KPK Anggap Banyak Perdebatan Dalam Menerapkan Pidana Korporasi di Korupsi e-KTP
Banyak pihak menunggu penyidik Komisi Pemberantasan Korupsi (KPK) untuk menerapkan pidana korporasi pada kasus megakorupsi e-KTP.
Laporan Wartawan Tribunnews.com, Theresia Felisiani
TRIBUNNEWS.COM, JAKARTA - Banyak pihak menunggu penyidik Komisi Pemberantasan Korupsi (KPK) untuk menerapkan pidana korporasi pada kasus megakorupsi e-KTP.
Desakan penerapan pidana korporasi juga datang dari Indonesia Corruption Watch (ICW), bahkan ICW juga meminta UU Tindak Pidana Pencucian Uang (TPPU) diterapkan.
Menurut Peneliti Investigasi ICW, Tama S Langkun, secara formil tidak ada lagi perdebatan penerapan pidana korporasi karena sudah ada surat edaran dari Mahkamah Agung (MA) yang menjelaskan korporasi bisa dipidana.
Menyikapi hal itu, Wakil Pimpinan KPK, Laode M Syarif menjelaskan untuk penerapan pidana korporasi menurutnya masih banyak menuai perdebatan.

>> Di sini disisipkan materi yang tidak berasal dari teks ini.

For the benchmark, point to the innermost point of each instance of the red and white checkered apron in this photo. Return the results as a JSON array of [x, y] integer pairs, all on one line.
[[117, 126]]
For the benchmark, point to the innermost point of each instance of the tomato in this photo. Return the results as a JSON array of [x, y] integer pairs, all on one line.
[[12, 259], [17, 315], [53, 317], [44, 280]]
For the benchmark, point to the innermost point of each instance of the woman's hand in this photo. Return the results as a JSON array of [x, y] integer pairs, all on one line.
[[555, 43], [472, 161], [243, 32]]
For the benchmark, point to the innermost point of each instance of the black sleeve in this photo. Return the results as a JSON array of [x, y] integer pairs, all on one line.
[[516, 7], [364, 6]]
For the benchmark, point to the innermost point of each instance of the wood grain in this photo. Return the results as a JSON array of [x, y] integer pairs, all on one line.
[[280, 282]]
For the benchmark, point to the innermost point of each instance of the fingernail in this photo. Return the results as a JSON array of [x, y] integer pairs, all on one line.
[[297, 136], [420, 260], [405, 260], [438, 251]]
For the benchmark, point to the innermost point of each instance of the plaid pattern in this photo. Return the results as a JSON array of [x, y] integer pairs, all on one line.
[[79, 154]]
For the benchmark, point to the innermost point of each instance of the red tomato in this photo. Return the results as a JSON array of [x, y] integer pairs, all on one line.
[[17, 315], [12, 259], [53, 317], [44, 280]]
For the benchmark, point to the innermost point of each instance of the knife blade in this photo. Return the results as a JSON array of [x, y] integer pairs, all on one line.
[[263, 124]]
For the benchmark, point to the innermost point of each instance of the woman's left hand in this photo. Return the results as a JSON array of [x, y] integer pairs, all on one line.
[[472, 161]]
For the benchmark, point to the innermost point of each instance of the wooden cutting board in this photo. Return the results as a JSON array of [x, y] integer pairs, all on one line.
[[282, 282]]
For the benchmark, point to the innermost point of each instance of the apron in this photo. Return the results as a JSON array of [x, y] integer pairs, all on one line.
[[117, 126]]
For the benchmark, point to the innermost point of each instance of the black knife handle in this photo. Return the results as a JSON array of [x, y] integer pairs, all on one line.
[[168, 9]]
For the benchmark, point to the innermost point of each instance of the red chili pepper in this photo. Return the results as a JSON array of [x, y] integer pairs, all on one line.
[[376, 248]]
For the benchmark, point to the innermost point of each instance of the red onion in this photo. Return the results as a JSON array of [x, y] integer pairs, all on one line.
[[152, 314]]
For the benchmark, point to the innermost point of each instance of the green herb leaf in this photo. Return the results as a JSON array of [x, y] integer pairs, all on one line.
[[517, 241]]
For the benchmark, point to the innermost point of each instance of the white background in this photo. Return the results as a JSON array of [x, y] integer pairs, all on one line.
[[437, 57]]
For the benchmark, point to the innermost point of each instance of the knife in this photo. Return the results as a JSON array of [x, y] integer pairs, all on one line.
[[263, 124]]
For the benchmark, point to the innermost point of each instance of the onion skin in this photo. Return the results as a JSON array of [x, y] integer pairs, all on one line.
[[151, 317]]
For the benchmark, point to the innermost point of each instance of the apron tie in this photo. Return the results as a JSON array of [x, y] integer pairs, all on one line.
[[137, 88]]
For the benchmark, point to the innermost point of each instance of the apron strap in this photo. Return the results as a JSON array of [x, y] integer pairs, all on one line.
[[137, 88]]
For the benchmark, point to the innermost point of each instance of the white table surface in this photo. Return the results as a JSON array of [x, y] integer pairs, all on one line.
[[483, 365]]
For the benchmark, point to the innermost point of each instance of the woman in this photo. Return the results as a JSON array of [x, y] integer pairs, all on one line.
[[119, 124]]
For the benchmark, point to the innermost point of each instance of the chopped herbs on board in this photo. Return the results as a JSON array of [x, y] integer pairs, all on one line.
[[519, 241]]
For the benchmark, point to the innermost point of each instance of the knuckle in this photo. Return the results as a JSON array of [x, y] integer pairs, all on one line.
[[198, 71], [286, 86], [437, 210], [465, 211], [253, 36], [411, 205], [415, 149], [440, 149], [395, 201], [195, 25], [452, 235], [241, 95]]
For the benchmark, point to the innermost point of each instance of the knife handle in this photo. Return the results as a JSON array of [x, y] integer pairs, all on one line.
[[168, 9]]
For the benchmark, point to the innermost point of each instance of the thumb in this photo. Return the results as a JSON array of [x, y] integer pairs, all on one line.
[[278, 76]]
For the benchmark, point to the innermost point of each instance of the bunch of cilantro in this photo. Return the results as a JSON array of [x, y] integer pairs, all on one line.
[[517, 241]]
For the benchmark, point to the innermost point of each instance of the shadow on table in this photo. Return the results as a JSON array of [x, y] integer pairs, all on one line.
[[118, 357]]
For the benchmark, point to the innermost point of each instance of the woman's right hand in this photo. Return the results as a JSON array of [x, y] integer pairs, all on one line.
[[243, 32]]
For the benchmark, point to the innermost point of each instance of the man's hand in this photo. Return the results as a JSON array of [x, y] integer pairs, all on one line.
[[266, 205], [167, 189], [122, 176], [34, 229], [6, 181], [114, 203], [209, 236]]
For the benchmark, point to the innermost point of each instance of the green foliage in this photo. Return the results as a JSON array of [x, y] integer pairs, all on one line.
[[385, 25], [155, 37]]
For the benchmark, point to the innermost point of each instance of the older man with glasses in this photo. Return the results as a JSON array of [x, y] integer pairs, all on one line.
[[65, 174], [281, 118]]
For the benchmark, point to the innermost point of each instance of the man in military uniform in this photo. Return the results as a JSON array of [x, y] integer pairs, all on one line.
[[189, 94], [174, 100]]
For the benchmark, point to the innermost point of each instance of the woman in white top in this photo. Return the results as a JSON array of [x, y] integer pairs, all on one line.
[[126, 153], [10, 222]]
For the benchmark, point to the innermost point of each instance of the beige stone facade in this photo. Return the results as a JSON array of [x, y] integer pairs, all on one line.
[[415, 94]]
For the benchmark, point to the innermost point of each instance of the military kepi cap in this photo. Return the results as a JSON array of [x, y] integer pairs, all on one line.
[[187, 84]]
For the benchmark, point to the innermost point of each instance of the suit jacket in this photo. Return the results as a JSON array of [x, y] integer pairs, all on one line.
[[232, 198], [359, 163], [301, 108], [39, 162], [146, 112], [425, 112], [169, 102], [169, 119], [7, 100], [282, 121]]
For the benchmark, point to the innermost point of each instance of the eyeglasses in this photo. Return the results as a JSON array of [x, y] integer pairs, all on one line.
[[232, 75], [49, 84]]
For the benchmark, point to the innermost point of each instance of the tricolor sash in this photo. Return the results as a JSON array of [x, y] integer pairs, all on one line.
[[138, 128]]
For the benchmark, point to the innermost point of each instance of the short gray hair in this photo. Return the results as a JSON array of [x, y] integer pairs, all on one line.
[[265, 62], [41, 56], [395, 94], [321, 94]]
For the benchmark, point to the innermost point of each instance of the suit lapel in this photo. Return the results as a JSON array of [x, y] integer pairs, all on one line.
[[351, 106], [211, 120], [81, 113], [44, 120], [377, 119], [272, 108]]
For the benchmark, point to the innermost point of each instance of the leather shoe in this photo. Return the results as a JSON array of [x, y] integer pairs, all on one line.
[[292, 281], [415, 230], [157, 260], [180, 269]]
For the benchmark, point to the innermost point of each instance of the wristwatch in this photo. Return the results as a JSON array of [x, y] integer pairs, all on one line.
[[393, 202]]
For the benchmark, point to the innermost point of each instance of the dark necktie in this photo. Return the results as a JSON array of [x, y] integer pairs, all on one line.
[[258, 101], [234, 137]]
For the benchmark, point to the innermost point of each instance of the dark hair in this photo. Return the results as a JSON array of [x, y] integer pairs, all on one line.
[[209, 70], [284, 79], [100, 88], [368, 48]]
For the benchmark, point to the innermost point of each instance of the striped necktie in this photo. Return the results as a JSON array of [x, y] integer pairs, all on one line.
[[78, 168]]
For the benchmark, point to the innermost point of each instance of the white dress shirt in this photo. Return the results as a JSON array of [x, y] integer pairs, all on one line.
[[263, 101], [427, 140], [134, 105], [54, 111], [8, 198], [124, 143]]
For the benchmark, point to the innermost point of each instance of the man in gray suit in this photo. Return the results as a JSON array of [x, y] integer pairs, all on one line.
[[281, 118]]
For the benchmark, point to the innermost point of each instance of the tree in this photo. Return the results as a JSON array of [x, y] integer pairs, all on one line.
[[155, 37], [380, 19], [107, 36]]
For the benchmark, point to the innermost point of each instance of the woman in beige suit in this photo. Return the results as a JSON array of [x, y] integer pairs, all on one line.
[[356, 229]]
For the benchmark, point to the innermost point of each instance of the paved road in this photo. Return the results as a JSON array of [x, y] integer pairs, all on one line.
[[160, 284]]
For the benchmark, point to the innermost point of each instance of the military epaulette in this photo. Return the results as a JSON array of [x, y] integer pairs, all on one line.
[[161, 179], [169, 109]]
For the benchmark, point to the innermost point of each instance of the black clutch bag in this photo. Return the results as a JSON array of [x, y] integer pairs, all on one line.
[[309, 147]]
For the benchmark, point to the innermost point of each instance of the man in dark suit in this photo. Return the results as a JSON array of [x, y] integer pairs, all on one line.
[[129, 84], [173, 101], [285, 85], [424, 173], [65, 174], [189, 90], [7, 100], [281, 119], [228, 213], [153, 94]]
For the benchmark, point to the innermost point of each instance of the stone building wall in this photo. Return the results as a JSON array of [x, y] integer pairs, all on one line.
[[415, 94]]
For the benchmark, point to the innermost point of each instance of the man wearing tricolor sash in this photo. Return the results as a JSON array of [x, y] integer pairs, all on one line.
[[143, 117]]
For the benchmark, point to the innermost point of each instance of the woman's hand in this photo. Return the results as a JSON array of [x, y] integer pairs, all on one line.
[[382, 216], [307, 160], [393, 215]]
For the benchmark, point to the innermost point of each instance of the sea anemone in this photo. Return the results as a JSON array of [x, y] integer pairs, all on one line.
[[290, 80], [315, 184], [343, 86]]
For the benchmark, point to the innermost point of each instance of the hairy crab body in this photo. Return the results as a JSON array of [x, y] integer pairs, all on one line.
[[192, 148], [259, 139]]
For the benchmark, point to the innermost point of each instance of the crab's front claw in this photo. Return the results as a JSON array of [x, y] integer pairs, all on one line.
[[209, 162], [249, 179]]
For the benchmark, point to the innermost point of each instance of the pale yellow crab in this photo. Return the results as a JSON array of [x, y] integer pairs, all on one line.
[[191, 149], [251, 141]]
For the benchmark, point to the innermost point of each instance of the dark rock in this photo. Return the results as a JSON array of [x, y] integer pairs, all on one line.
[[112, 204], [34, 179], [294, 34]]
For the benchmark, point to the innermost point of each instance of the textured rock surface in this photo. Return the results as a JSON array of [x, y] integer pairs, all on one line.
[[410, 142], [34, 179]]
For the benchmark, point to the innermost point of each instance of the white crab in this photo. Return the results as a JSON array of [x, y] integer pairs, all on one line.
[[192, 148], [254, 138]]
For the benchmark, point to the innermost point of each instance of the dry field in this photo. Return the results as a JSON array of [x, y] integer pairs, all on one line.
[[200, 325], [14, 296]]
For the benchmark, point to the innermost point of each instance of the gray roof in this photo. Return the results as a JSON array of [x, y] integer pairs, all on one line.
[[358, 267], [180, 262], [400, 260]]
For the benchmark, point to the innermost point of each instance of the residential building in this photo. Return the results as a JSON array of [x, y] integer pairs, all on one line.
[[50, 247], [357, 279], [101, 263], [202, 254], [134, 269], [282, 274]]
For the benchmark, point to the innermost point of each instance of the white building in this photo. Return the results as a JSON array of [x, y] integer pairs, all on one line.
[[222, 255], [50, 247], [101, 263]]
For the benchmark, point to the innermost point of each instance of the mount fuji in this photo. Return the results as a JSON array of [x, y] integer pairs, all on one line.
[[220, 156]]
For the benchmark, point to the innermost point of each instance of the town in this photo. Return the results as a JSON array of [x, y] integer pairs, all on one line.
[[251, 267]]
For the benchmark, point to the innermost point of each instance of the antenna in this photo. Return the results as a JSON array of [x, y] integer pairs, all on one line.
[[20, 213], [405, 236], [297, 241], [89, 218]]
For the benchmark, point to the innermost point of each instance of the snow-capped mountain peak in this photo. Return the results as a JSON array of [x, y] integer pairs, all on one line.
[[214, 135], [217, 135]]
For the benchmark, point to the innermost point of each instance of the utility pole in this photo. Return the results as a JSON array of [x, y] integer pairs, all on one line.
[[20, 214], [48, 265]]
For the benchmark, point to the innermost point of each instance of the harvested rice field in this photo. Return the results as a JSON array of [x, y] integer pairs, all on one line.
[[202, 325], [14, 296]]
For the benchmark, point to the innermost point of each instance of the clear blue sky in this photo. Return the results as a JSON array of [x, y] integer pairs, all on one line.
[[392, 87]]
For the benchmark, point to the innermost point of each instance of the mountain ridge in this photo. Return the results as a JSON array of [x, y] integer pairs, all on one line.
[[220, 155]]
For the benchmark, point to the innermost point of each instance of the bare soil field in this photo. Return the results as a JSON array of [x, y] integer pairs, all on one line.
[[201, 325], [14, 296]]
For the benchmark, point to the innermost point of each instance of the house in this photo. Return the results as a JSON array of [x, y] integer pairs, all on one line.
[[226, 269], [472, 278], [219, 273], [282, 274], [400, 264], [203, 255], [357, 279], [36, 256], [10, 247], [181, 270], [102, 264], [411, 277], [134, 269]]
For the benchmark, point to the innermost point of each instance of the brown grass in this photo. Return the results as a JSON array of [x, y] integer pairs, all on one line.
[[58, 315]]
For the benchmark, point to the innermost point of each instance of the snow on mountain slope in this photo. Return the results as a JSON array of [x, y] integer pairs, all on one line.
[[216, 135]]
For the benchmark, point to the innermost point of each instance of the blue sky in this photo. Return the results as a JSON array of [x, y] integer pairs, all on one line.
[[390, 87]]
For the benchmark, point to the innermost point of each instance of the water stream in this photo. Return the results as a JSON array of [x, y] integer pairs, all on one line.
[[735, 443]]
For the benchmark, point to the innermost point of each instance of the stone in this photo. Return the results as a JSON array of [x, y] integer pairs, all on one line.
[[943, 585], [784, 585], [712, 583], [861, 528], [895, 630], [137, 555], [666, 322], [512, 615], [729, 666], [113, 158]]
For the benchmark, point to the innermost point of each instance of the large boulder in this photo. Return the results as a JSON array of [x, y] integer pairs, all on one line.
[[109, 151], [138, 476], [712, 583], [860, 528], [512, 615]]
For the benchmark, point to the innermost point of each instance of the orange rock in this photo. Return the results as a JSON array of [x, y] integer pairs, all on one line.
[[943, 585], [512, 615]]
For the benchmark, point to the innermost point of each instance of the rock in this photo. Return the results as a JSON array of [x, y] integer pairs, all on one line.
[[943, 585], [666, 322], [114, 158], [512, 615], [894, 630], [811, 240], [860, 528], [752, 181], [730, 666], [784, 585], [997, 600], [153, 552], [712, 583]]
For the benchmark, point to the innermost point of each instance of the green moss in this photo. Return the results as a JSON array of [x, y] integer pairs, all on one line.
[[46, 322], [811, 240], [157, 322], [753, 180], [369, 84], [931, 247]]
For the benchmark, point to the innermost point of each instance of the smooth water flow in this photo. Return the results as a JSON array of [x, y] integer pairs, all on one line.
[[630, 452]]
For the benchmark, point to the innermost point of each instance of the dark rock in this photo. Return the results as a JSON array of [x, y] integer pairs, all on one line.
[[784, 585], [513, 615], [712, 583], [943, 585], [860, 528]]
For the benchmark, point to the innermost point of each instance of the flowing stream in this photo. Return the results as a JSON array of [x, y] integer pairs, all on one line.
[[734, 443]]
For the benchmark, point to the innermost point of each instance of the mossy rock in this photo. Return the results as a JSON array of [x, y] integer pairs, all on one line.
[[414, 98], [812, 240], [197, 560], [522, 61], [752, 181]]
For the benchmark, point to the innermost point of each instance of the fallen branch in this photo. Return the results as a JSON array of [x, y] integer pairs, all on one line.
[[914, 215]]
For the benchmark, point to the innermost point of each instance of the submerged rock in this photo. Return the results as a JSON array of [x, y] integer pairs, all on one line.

"Untuk pidana korporasi, saya pikir masih banyak perdebatan soal apakah partai politik itu dianggap korporasi atau bukan. Jadi saya pikir nggak mungkin kami melakukan pendekatan mempersamakan korporasi dengan partai politik. Jadi ini hanya individual," tutur Laode M Syarif, Selasa (4/4/2017).
Laode M Syarif menambahkan sampai saat ini tidak mungkin menyentuh partai politik tetapi pasti akan memperhatikan orang-orang yang terlibat jika ada bukti yang substansial mengenai keterlibatan mereka.